The CALayer should be rotated according to time. In my case, one rotation in 1.8 seconds. Actually i dont need any animation, i just need the angle to be set very often, so that it produces the actual animation.

I´ve tried setting the layers rotation in various ways:

1st i tried via CATransform3DMakeRotation:

CATransform3D rotation1 = CATransform3DMakeRotation([self DegreesToRadians:newAngle], 0.0f, 0.0f, 1.0f);
self.circleLayer.transform=rotation1

2nd try was using an instant rotation via an animation:

rotation.fromValue = [NSNumber numberWithFloat:[self DegreesToRadians:oldAngle]];
rotation.toValue = [NSNumber numberWithFloat:[self DegreesToRadians:newAngle]];
rotation.duration = 0.0f;
rotation.repeatCount = 0.0f;
rotation.removedOnCompletion = NO; //also used YES here with no effect
[self.circleLayer addAnimation:rotation forKey:@"transform.rotation.z"];
oldAngle=newAngle;

3rd try was just setting an angle to "transform.rotation.z"

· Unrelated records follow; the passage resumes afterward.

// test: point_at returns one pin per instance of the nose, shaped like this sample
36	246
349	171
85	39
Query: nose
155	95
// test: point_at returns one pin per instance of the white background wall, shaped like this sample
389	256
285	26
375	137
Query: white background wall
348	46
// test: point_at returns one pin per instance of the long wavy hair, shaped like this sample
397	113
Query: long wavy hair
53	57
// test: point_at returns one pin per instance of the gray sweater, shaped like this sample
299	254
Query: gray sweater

[self.circleLayer setValue:[NSNumber numberWithFloat:[self DegreesToRadians:newAngle]] forKeyPath:@"transform.rotation.z"];

All of the above approaches do work, but lead to significant stuttering in the rotation. I´ve tried using several different timings in fetching and in animation-length. Nothing seems to get rid of the problem. Using an autorotation every 0.02 and an 3.6° angle is the only option that presented smooth results for me. Am i making a fundamental mistake here or didn´t understand the concept of CoreAnimation? I know that it is to be used to make the animation itself. But i need it to react to user input and change immediatly. Im thankful for any help.


Solution

  • You mean CADisplayLink, don't you?

    DisplayLink objects are commonly used for frame-based animation in OpenGL, but they do not "use OpenGL". It's perfectly valid to create a display link and attach it to your application to trigger drawing.

    As the other poster said, NSTimer is not a good choice for fine control of animation frames. If you write a program that just runs a timer and measures it, it will look good. However, timers depend on your app visiting the event loop frequently. They are not preemptive, and if your app is busy when the timer should fire, it will be off, or even miss a firing interval.

    If you continue to use a display link, you might want to write your code to check the time elapsed from the last frame and calculate the amount to animated baed on that. That way if you drop a frame the animation still proceeds at the correct velocity (If you drop a frame then twice as much time elapses before the next frame, so you make your objects move twice as much.)